We look for evidence that consumers substitute HELOCs or HELOANs for credit card debt after getting a mortgage. For consumers who open a HELOC or HELOAN account, we observe quarterly changes in their credit card balances for 2 years after the account is opened. We do not find any evidence that consumers systematically substitute for their credit card balances: approximately one-third of the consumers with a HELOC of HELOAN increased their credit card balances, one-third lowered them, and one-third did not substantially change their credit card balances. Mean credit card balances declined very slightly in the first quarter following the acquisition of a HELOC or HELOAN, but balances were higher after a year. Regardless of whether the loan was a HELOC or HELOAN, the result was the same for credit card balances.

HELOCs and HELOANs were much more common before the crisis, which may explain both the lack of clear substitution between HELOCs or HELOANs and credit cards, and why there is so small a relationship between credit cards and mortgages before the crisis. Figure 14 shows that for several years before the crisis, HELOCs and HELOANs were very common. From 2003 through 2007, there was approximately 0.4 new HELOC/HELOAN for every new mortgage, suggesting it was quite easy to generate liquidity from home equity. From 2009 on, however, there was less than 0.2 new HELOC/HELOAN for every new mortgage. The number of new mortgages was much lower after 2008, but the number of new HELOC/HELOANs was even lower. Before the crisis, HELOC/HELOANs may have been the easiest and cheapest way to deal with liquidity issues following the acquisition of a mortgage, whereas after the crisis households may have turned to credit cards as HELOC/HELOANs became more difficult to obtain.

Fig. 14
figure 14

New HELOCs and HELOANs as a fraction of new mortgages. Source: Authors’ calculations based on New York Fed Consumer Credit Panel/Equifax. The new HELOCs and HELOANs do not have to be for new mortgages

Conclusion

We find that acquiring a first-time mortgage is associated with other changes in consumer credit. A debt effect tends to increase credit card spending, and a credit effect leads to higher credit limits, possibly because lenders see timely mortgage payments. We find a robust and statistically significant effect of new-mortgage acquisition on credit card utilization, or the fraction of a consumer’s credit card limit that is used. In the short term, the effect is strong and positive. The long-term effect on utilization changed over time: we find that before the 2007–2009 financial crisis, the debt effect was relatively small, but the credit effect seems to have been larger, pushing down long-term utilization. In our sample period after the crisis, the reverse apparently was true: the debt effect of obtaining a new mortgage was higher, consistent with larger down payments leaving households more liquidity constrained. One way that this constraint appears is an increase in delinquencies in the short and long term. These effects persist after controlling for risk score and pre-acquisition average utilization.

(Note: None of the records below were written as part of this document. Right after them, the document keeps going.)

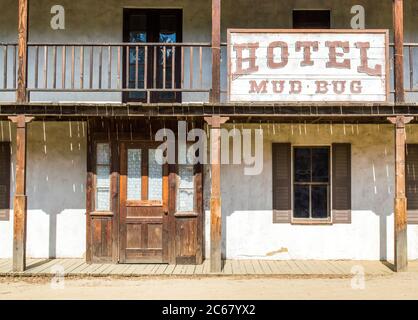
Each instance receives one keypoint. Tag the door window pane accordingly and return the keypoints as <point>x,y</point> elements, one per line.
<point>102,177</point>
<point>319,201</point>
<point>320,165</point>
<point>155,176</point>
<point>134,174</point>
<point>302,165</point>
<point>185,191</point>
<point>301,207</point>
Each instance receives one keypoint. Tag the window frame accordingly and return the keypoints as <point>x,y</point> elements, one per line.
<point>145,145</point>
<point>96,211</point>
<point>194,212</point>
<point>311,221</point>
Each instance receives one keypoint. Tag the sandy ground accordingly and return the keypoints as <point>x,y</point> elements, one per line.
<point>398,286</point>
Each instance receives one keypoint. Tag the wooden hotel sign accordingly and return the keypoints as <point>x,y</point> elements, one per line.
<point>308,65</point>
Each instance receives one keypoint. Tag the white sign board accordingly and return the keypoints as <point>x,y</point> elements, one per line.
<point>311,65</point>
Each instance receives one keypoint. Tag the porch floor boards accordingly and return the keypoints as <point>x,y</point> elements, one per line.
<point>295,268</point>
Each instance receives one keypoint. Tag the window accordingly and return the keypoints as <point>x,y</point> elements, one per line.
<point>103,177</point>
<point>303,194</point>
<point>145,175</point>
<point>311,19</point>
<point>311,183</point>
<point>152,26</point>
<point>4,180</point>
<point>185,189</point>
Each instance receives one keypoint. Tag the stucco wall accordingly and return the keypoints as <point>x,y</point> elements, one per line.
<point>56,197</point>
<point>93,21</point>
<point>248,229</point>
<point>56,174</point>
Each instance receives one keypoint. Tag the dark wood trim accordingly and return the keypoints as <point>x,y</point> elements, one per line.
<point>20,198</point>
<point>89,193</point>
<point>215,201</point>
<point>216,51</point>
<point>21,94</point>
<point>5,179</point>
<point>114,190</point>
<point>398,28</point>
<point>401,249</point>
<point>153,28</point>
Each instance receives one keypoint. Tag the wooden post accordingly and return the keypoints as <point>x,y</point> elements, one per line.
<point>215,201</point>
<point>20,200</point>
<point>401,244</point>
<point>216,51</point>
<point>22,75</point>
<point>398,39</point>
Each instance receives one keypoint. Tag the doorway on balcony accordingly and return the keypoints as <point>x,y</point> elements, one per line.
<point>154,67</point>
<point>311,19</point>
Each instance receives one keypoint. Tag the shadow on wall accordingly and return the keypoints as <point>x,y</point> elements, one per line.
<point>56,172</point>
<point>372,186</point>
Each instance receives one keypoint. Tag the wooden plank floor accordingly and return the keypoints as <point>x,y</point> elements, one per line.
<point>299,268</point>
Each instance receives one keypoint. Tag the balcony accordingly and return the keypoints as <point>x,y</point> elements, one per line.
<point>132,72</point>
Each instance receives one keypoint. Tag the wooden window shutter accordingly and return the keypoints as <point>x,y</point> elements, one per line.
<point>341,183</point>
<point>282,189</point>
<point>412,182</point>
<point>4,180</point>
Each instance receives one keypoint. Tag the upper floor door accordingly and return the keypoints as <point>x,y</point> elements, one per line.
<point>157,67</point>
<point>311,19</point>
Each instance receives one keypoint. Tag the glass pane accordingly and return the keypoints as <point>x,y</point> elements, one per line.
<point>320,165</point>
<point>134,174</point>
<point>185,193</point>
<point>103,200</point>
<point>155,176</point>
<point>102,177</point>
<point>302,164</point>
<point>103,153</point>
<point>319,202</point>
<point>185,200</point>
<point>301,206</point>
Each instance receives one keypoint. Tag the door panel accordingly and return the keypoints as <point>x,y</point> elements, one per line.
<point>144,195</point>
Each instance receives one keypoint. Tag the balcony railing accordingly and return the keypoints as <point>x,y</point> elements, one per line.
<point>137,71</point>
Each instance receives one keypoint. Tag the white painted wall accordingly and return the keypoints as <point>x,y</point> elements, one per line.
<point>93,21</point>
<point>56,174</point>
<point>248,229</point>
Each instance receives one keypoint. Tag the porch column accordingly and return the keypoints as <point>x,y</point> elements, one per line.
<point>216,51</point>
<point>20,201</point>
<point>398,39</point>
<point>400,237</point>
<point>21,93</point>
<point>215,201</point>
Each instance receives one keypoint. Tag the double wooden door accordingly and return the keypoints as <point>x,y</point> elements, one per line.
<point>143,204</point>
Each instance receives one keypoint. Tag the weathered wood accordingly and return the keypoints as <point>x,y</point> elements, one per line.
<point>216,51</point>
<point>401,252</point>
<point>21,94</point>
<point>255,52</point>
<point>399,50</point>
<point>20,200</point>
<point>89,193</point>
<point>215,202</point>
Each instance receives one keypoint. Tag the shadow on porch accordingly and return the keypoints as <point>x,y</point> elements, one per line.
<point>290,268</point>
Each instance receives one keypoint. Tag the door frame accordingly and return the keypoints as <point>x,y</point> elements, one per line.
<point>182,226</point>
<point>152,24</point>
<point>166,241</point>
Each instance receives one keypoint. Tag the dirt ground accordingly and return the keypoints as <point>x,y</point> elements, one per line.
<point>397,286</point>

Judging by credit card use, it does not seem that mortgage acquisition drastically changes access to liquidity in the long term. While mortgage acquisition is associated with an increase in credit card utilization rates in the short term, over the long term, the impact is relatively small, even though there does appear to be an increase in delinquencies. Moreover, the average credit utilization for mortgage holders is the same as for non-mortgage holders. Because credit cards are one of the key sources of liquidity for American households, these findings cast doubt on approaches that rely on mortgage holders being particularly liquidity constrained long after mortgage acquisition. To be sure, some mortgage holders may be constrained, but beyond the period right around the mortgage acquisition, mortgage acquirers do not seem to be any more constrained on average than they were before mortgage acquisition, or than the average non-mortgage holder.